Peola’s actions are seen as being more acceptable because of her light skin, however, if Delilah was to directly act out in the way that Peola does she was be seen as crazy (cause she is no where near being fair skinned) and “out of place” because society felt that blacks should know they are inferior to whites find a way to be at peace with that fact. Ultimately Delilah is not able to escape the curse of her color until she dies. This may be part of the reason that she wanted such a grand funeral.

She may have looked at it as a means of celebrating her liberation from the burdens of being black while being carried off to heaven by a pack of “white horses” that followed a marching band “dressed in white”, all while being watched by a sea of “white” strangers (a lot of the people who watched her funeral procession were black, however, it must be noted how they were positioned in inferior places in relation to the whites around them). As Bea strived to experience whiteness vicariously through Bea’s life, Bea exploited Delilah and used her at her convenience.
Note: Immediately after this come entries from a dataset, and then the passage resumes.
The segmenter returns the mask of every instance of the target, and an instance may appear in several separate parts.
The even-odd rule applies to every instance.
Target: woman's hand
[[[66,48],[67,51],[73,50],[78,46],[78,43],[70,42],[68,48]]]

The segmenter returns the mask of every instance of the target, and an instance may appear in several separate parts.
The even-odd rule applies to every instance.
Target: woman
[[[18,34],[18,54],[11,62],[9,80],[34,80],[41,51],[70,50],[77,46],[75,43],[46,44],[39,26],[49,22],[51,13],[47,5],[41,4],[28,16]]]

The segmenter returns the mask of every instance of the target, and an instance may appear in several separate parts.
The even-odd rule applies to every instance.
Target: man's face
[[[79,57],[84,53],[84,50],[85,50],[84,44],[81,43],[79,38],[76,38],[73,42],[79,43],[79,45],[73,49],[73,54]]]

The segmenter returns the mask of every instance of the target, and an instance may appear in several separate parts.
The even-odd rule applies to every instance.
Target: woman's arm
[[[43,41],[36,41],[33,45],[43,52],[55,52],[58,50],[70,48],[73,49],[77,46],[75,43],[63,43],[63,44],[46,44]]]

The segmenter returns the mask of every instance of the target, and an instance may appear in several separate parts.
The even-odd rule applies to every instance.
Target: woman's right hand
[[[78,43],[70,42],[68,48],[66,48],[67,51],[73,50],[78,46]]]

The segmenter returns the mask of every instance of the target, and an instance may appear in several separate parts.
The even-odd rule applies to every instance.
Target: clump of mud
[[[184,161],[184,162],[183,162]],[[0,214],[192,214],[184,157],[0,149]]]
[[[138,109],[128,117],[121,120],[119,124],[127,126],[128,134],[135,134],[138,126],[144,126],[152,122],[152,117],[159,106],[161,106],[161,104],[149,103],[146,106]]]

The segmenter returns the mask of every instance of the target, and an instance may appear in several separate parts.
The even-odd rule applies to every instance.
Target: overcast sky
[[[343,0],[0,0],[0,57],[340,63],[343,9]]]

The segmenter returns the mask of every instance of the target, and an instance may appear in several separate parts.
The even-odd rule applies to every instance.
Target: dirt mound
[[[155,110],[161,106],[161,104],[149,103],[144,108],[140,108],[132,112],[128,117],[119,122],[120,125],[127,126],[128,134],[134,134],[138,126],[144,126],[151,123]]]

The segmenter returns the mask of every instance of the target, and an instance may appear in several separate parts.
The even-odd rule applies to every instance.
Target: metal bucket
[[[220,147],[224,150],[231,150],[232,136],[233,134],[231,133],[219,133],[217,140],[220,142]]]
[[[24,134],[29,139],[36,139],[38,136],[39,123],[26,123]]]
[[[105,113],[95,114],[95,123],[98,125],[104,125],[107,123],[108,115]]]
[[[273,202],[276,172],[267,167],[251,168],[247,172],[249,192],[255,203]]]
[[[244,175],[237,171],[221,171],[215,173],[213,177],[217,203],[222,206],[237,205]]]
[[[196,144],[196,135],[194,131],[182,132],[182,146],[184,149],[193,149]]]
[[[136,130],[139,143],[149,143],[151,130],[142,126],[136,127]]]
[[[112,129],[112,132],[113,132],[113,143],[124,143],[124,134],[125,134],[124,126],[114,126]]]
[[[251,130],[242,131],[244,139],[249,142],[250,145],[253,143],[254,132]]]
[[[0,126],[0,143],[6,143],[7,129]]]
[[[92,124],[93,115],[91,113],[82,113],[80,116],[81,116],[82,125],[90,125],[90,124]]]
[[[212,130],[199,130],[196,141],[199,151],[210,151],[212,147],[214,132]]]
First of all, because Bea was not around she relied on Delilah to take care of her daughter until she went off to school, and even after Jessie was all grown up Delilah still served as her sources of comfort, which ultimately made Delilah Bea’s sources of information about the details of her daughter’s life. Even though Bea was the one who decided to market it, it was Delilah’s recipe that made her and Bea rich and without Delilah’s permission Bea would have never been able to market it in the first place.

Despite all of this Delilah is only offered twenty percent of the company earnings. Instead of giving Delilah the majority of the money Bea pockets that majority, making a heftier earning for herself. Also, in the same way that Bea serves as the male companionship that Delilah lacks, Bea uses Delilah to fill the empty void in her life that is later occupied by her lover Stephen Archer. Bea without a doubt becomes dependent on Delilah for affection, information, and eventually a source of income. Once she becomes involved with Stephen Bea begins to distance herself from Delilah.

Delilah is rarely featured on screen outside of the occasional shots of her in bed suffering, or the frequent arguments and searches, with and for Peola. Bea no longer has a need for her to do anything other than take care of the household. Louise Beavers did a wonderful job of touching the hearts of Americans with her light hearted humor, smiling eyes, and what appeared to be a genuine concern for others. Many people criticized Hollywood when they failed to nominate Beavers for an Oscar for her superb performance.

One critic by the name of Jimmy Fiddler wrote (Bougle, 64): “I also lament the fact that the motion picture industry has not set aside racial prejudice in naming actresses. I don’t see how it is possible to overlook the magnificent portrayal of the Negro actress, Louise Beavers, who played the mother in Imitation of Life. If the industry chooses to ignore Miss Beavers’ performance, please let this reporter, born and bred in the South, tender a special award to praise Beavers for the finest performance of 1934. ”

Although Imitation of Life will for decades to come be seen as a quintessential example of how blacks began to be seen as important assets to the film industry it will also remain a subject of controversy and debate because of its prejudice social constructs and underlying racialized politics. Delilah Johnson will forever be remembered as the black woman who strived to live and dream in the American way, but because of her race endured much struggle and hardship despite the fact that a path to a comfortable self sufficient life was laid out before her.

She was conflicted by the desire the live the life of the “other” but could not escape the racialized norms that society had instilled in her. Instead of living out an imitation of the idea American life, she instead imitated what she ultimately did not want to be, a black woman who accepted her placed in a world that at that time wasn’t made for truly successful Afro-American people.